Les folliculites à bacilles gram négatif (BGN) sont rares. C'est une complication exceptionnelle des acnés longtemps traitées par cyclines. Elles concernent alors essentiellement le visage. On les observe sur le corps après séjour prolongé dans des bains chaud à usage collectif (hot tub dermatitis) ou port de vêtements occlusifs.
Une épidémie de folliculites à BGN a été déclenchée à Seattle par un tournoi universitaire de "mud-wrestling".

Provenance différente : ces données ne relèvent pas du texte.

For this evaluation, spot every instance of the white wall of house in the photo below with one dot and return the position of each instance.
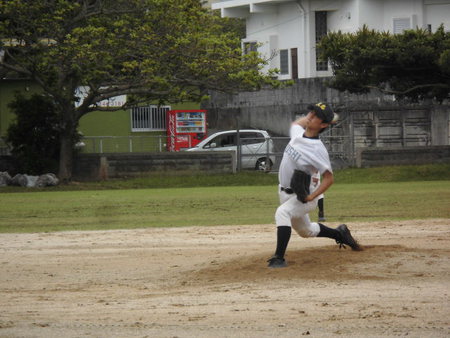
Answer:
(287, 24)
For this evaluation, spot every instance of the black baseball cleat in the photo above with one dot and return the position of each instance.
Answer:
(347, 238)
(277, 262)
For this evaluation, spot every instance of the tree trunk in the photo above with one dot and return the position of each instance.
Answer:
(65, 157)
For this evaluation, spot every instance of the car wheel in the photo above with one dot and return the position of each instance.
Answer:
(263, 164)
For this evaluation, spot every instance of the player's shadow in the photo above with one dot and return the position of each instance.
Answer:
(375, 262)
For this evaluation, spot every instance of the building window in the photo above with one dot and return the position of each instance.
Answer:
(321, 31)
(149, 118)
(284, 61)
(250, 47)
(401, 24)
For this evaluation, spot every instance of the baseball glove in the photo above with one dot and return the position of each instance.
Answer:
(300, 182)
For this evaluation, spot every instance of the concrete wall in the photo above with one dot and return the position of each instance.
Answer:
(366, 121)
(104, 166)
(376, 157)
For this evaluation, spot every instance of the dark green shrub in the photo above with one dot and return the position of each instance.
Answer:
(34, 135)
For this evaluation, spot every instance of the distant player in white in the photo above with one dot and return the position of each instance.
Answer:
(306, 152)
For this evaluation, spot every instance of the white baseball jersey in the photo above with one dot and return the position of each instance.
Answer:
(311, 156)
(307, 154)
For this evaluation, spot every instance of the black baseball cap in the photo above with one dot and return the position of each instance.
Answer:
(324, 112)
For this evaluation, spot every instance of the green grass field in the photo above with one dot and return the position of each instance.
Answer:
(247, 198)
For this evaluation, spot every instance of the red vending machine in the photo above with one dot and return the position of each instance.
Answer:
(185, 128)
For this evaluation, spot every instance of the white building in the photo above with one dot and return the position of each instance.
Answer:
(287, 30)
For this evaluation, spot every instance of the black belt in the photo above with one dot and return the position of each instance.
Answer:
(287, 190)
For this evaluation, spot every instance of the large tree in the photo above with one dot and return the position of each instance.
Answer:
(414, 64)
(149, 50)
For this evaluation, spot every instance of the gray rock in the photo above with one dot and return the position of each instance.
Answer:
(47, 180)
(5, 179)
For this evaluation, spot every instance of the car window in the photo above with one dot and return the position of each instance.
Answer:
(225, 140)
(251, 138)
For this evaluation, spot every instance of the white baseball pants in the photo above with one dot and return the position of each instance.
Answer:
(294, 213)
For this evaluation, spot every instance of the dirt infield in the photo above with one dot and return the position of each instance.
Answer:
(213, 282)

Sportifs amateurs... de boue !
Jadis confinés aux salles de catch ou aux théatres pornos, les combats dans la boue semblent gagner la faveur des amateurs universitaires. Cet art martial original est encore mal codifié. Plus ou moins complètement dévêtus, 2 à 8 compétiteurs des 2 sexes entrent simultanément en lice dans un coffrage rempli de terre végétale et d'eau pendant quelques minutes. L'ensemble se déroule dans une cave (pour l'ambiance ?). Un jet d'eau est disponible pour rincer les participants en fin de séance. Dans les 36 heures suivant une rencontre de ce type, organisée à Seattle, 7 étudiants ont consulté pour l'apparition de plusieurs centaines de folliculites disséminées sur le corps. Une enquête épidémiologique en règle a été immédiatement déclenchée.

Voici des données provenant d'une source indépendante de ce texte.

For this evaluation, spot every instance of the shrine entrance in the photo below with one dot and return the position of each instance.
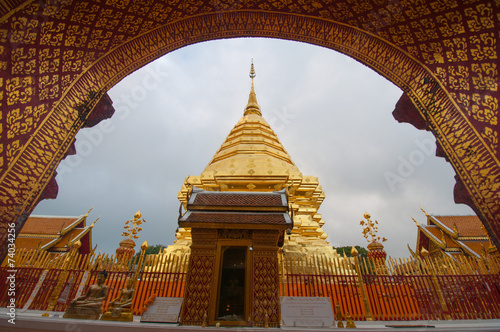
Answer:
(233, 289)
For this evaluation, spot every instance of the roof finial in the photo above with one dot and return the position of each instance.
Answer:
(252, 106)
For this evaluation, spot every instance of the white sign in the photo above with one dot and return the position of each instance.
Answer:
(163, 310)
(306, 311)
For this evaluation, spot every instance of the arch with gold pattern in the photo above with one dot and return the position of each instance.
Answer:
(58, 59)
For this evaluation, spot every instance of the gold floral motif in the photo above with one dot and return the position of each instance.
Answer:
(23, 30)
(76, 36)
(424, 29)
(450, 24)
(458, 77)
(456, 49)
(486, 76)
(108, 19)
(48, 87)
(491, 136)
(24, 61)
(19, 90)
(483, 47)
(480, 17)
(432, 53)
(52, 35)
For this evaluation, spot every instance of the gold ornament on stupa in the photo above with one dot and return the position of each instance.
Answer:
(252, 159)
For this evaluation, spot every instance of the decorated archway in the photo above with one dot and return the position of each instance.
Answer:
(59, 59)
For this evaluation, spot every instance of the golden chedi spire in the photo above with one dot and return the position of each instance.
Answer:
(252, 159)
(252, 106)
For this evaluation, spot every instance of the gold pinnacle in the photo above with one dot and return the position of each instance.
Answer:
(252, 106)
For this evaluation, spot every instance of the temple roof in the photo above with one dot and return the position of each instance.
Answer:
(241, 209)
(228, 217)
(455, 234)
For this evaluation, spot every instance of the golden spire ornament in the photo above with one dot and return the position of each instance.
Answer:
(370, 229)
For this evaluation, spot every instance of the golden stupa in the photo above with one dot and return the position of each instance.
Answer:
(253, 159)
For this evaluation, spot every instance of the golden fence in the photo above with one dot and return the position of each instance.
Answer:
(397, 289)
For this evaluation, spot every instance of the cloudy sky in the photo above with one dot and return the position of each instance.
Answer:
(331, 113)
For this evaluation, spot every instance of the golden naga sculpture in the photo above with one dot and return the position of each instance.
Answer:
(253, 159)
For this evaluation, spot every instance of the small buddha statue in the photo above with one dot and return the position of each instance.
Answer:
(120, 309)
(88, 306)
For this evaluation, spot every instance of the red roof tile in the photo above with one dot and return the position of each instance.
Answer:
(31, 243)
(468, 226)
(46, 225)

Folliculites à entérobactéries
La conclusion est sans appel : c'est bien le mud-wrestling qui est coupable. En effet, parmi les 46 étudiants des mêmes internats qui n'ont pas assisté à la rencontre, ou n'y sont venus qu'en spectateurs, deux seulement avaient des folliculites à BGN. Il s'agissait de 2 garçons souffrant d'eczéma chronique. Le simple barbottage dans la boue, dont 3 participants s'étaient contentés, n'a provoqué de folliculites que chez l'un d'entre-eux. Au contraire, sur les 26 combattants (13 de chaque sexe), 12 femmes et 9 hommes ont été atteints. Ils présentaient 2 fois plus d'érosions cutanées et de coupures que les autres, ce qui souligne le rôle favorisant des agressions mécaniques de la peau dans la survenue de ces folliculites. Par contre, l'habitude de se raser les jambes, la longueur du combat ou le délai entre celui-ci et la douche sont apparus sans influence sur le risque.
Les germes retrouvés dans les pustules, Enterobacter cloacæ et Citobacter freundii, sont des contaminants occasionnels de l'humus. Les analyses pratiquées en Allemagne dans des établissements de bain montrent par exemple la présence d'E.cloacæ dans 27 % des échantillons de boue fraîche et dans 94 % des prélèvements effectués après les ébats des curistes. La terre de Californie utilisée ici contenait elle aussi des entérobactéries avant l'utilisation. Il n'a pas été possible d'étudier la boue ayant servi à la lutte. Il n'est pas exclu que certains participants l'aient enrichie de leur propre flore périnéale ou cutanée, la plupart étant des habitués des piscines chauffées et des bains à remous.
Adler A.I. : "An outbreak of Mud-wrestling induced pustular dermatitis in collegue students", JAMA, 1993 ; 269 : 502-504.